From the Sky to the Ground: Seeking the Site for Brazil’s New Capital in the 1950s

Saturday, January 4, 2025: 11:30 AM
Nassau West (New York Hilton)
Frederico Freitas, North Carolina State University
Proposals for relocating the Brazilian capital from Rio de Janeiro to the center of the country have existed since before Brazil’s independence in 1822. One of the main issues to be resolved was the choice of the actual site of the future capital. By the late 1940s, different interest groups jockeyed to bring the new capital to their corner of the Brazilian hinterland. In 1954, Brazilian officials hired a team of U.S. specialists to solve the problem of selecting the location of the future capital. Brazilian officials believed that, because the U.S. technicians were far removed from the biases and special interests of groups in Brazil, they would conduct an efficient and technical selection process.

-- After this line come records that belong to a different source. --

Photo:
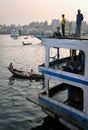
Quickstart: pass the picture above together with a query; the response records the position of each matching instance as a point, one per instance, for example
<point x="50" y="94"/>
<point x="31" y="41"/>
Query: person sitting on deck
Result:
<point x="11" y="66"/>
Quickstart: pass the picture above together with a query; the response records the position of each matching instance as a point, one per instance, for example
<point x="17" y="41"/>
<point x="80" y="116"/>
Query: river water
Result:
<point x="16" y="113"/>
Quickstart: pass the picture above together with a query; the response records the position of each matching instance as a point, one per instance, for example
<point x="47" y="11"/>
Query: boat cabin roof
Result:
<point x="66" y="43"/>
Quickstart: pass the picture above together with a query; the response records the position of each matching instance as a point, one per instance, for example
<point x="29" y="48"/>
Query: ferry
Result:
<point x="65" y="96"/>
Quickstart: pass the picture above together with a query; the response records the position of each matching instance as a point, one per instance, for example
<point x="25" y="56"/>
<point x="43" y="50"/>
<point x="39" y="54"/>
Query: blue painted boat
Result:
<point x="65" y="97"/>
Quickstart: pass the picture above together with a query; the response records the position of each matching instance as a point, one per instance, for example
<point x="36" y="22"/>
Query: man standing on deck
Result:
<point x="63" y="21"/>
<point x="79" y="19"/>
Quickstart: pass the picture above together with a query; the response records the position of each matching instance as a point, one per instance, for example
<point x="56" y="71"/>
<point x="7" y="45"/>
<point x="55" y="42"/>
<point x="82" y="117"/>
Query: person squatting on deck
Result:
<point x="63" y="21"/>
<point x="79" y="19"/>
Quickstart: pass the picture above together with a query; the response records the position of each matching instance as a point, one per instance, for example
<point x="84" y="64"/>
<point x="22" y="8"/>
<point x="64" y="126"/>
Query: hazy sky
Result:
<point x="26" y="11"/>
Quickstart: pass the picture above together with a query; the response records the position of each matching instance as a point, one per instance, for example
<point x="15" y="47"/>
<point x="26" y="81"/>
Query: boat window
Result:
<point x="69" y="60"/>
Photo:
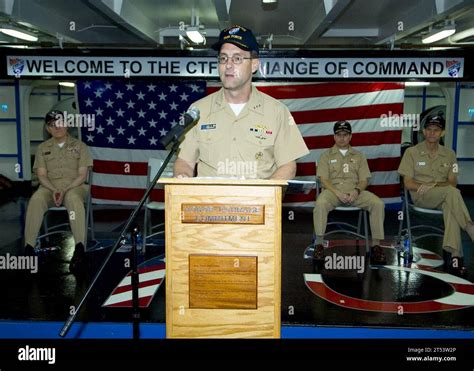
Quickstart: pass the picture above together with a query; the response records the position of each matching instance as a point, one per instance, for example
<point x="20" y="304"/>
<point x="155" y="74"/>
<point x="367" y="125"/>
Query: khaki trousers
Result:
<point x="455" y="214"/>
<point x="328" y="201"/>
<point x="42" y="199"/>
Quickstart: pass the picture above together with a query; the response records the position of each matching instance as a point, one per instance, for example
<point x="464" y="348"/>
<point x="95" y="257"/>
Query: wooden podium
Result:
<point x="223" y="258"/>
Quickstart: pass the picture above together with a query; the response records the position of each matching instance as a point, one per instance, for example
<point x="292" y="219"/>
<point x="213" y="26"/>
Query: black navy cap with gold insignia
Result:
<point x="53" y="115"/>
<point x="239" y="36"/>
<point x="342" y="126"/>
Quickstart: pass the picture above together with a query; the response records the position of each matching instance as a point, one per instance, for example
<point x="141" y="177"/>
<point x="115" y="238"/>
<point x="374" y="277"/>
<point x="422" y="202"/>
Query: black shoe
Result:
<point x="457" y="267"/>
<point x="29" y="251"/>
<point x="78" y="260"/>
<point x="318" y="252"/>
<point x="377" y="257"/>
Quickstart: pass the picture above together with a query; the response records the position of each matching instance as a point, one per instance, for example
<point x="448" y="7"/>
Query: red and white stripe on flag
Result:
<point x="315" y="107"/>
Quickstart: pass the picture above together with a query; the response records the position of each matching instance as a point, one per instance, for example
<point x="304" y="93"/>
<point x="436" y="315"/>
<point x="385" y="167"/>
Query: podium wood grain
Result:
<point x="261" y="240"/>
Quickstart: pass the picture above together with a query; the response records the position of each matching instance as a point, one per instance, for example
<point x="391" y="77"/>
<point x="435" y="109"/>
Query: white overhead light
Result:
<point x="18" y="34"/>
<point x="67" y="84"/>
<point x="195" y="35"/>
<point x="439" y="34"/>
<point x="417" y="83"/>
<point x="15" y="46"/>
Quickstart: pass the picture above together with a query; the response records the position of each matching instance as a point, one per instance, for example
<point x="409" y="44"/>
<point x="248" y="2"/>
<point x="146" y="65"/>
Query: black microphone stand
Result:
<point x="131" y="219"/>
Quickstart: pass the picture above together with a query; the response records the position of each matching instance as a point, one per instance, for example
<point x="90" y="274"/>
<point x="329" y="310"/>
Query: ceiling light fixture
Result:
<point x="439" y="34"/>
<point x="463" y="35"/>
<point x="193" y="33"/>
<point x="18" y="34"/>
<point x="67" y="84"/>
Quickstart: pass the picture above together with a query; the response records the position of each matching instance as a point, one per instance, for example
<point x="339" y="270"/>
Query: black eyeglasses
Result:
<point x="55" y="124"/>
<point x="236" y="59"/>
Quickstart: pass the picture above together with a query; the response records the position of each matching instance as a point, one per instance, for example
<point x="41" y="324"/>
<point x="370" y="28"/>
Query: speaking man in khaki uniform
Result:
<point x="241" y="132"/>
<point x="429" y="172"/>
<point x="61" y="164"/>
<point x="344" y="175"/>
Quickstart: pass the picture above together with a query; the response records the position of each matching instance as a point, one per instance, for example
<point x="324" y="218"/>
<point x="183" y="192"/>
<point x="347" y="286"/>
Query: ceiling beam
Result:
<point x="127" y="16"/>
<point x="324" y="16"/>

This paper analyzes the work of these U.S. specialists—a team comprised mostly of civil engineering and urban planning faculty from Cornell University led by Professor Donald J. Belcher. After a little less than a year of work, the U.S. team selected five possible locations for the new capital in Central Brazil, one of which would be used to build the country’s new capital, Brasília, inaugurated in 1960. The team’s site selection relied heavily on the interpretation of aerial photographic surveys. This paper shows how the team led by Belcher attempted to approach Central Brazil from a greater distance—physically, politically, and epistemologically. Their 1956 final report reveals how new remote sensing technologies helped to shape a discourse about nature that justified the construction of a new capital city in the hinterland. Together, these surveys introduced Brazil’s interior savannah to a crop of policymakers with no knowledge of the environment in that part of the country. They presented a landscape rich in natural resources that would support the population of Brazil’s soon-to-be-built modernist capital.